Sinn Fein has accused the Democratic Unionists of refusing to budge on any of the substantive issues at the heart of Stormont’s powersharing crisis.
Delivering a bleak assessment of the negotiations to restore devolution in Northern Ireland, party chairman Declan Kearney hinted Sinn Fein could drop its opposition to DUP leader Arlene Foster returning as Stormont first minister if the DUP gave ground on other disputes.
Mr Kearney claimed the DUP was not prepared to move on republican demands for a stand-alone Irish Language Act, the introduction of same sex marriage in Northern Ireland and the introduction of a specific bill of rights for the region.
His comments came after Northern Ireland Secretary James Brokenshire warned that time was running short to strike a deal.
The parties have until 4pm on Thursday to restore a devolved executive or Northern Ireland faces the prospect of a return of direct rule from London.
Mr Kearney said: “The DUP have not moved on any of the substantive issue which sit at the heart of this crisis.
“They haven’t moved on any of the fundamental rights and equality issues that require to be embraced.”
Asked if Sinn Fein was prepared to drop its opposition to Mrs Foster returning as first minister while a public inquiry into a botched green energy scheme is ongoing, Mr Kearney again stressed the urgent need was to address the “rights and equality” issues.
But he added: “In those circumstances if in fact we can find resolution and progress on all of the fundamental issues then we can address the issue of the future role of the DUP leader in a possible future executive but at this point that question is academic.”
Mr Brokenshire claimed intensive engagement was continuing inside Stormont Castle, with the parties focusing on differences over equality and language issues.
“Time is marching on,” he said.
“It is about now reaching that conclusion, meeting that statutory deadline of Thursday afternoon and finding a way through in the best interests of Northern Ireland.”
Round-table all-party talks were held at Stormont on Tuesday.
While negotiations involve the five main Northern Ireland parties and the UK and Irish governments, their fate hinges on whether the two biggest parties, the DUP and Sinn Fein, can resolve their differences.
The peace process is littered with examples of apparently firm political deadlines being broken.
While Mr Brokenshire stressed the cut-off point was set in law, he did not definitively rule out another extension.
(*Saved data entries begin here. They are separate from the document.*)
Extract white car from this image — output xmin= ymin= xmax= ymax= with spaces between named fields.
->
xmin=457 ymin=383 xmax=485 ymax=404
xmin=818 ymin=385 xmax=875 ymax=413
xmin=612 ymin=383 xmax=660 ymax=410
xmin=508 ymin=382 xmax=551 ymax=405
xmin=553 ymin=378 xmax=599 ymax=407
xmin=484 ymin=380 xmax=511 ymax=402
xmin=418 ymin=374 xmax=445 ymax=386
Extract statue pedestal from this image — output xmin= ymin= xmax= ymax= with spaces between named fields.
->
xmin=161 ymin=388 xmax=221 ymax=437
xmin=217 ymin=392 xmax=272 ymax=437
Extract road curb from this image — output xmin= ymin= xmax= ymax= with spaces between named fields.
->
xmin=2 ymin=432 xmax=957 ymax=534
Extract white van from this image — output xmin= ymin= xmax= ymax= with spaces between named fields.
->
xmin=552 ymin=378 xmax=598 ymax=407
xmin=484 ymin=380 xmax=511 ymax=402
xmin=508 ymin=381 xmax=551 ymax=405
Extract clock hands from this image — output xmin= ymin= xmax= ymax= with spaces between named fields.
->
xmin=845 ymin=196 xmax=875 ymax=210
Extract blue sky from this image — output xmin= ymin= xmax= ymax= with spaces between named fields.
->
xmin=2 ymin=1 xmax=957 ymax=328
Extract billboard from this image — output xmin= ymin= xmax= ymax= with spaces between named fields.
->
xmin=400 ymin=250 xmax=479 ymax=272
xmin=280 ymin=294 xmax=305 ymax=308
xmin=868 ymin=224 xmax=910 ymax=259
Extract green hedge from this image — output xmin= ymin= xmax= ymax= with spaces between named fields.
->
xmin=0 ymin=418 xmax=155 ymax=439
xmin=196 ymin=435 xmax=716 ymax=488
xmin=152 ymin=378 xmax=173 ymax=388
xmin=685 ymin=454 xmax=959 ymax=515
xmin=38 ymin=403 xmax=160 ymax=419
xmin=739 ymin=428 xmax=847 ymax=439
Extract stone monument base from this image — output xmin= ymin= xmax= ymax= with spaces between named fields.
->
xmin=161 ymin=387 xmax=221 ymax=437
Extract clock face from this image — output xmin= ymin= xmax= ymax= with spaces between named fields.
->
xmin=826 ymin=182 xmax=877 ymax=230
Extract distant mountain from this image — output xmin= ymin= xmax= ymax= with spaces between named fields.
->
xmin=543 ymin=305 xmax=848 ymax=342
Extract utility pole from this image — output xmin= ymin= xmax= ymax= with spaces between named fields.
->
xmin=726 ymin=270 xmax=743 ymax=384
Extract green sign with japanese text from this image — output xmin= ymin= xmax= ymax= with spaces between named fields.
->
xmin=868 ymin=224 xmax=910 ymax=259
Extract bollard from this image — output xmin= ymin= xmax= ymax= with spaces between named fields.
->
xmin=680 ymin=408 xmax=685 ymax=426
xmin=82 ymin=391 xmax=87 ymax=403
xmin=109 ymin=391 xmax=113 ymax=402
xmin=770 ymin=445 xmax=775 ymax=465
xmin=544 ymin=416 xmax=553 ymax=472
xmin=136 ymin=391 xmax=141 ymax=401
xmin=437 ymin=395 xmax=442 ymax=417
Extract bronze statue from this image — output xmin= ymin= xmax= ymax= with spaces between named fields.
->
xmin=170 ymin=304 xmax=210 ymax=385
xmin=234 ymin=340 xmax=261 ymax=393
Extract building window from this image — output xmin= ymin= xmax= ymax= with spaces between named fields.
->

“It was an act of parliament that set that and therefore it is that very clear deadline that we are seeking to ensure is met,” he said.
Mrs Foster was forced from office in January when Sinn Fein’s then deputy first minister, the late Martin McGuinness, quit in protest at the DUP’s handling of the ill-fated renewable heat incentive scheme.
His move triggered a snap Assembly election in March.
A number of attempts to restore powersharing in the wake of that poll floundered, with three UK Government deadlines for a deal having already been missed.
Civil servants have been running Stormont departments since March.
A form of direct rule from London is likely to be reimposed in lieu of a deal.
It remains unclear what impact the DUP’s Westminster parliamentary deal with the Conservative Party will have on efforts to restore powersharing.
While rival Stormont parties have largely welcomed the additional £1 billion investment flowing from the confidence and supply agreement, concerns have been raised as to whether the UK Government has fatally compromised its stated commitment to impartiality in its dealings with Northern Ireland parties.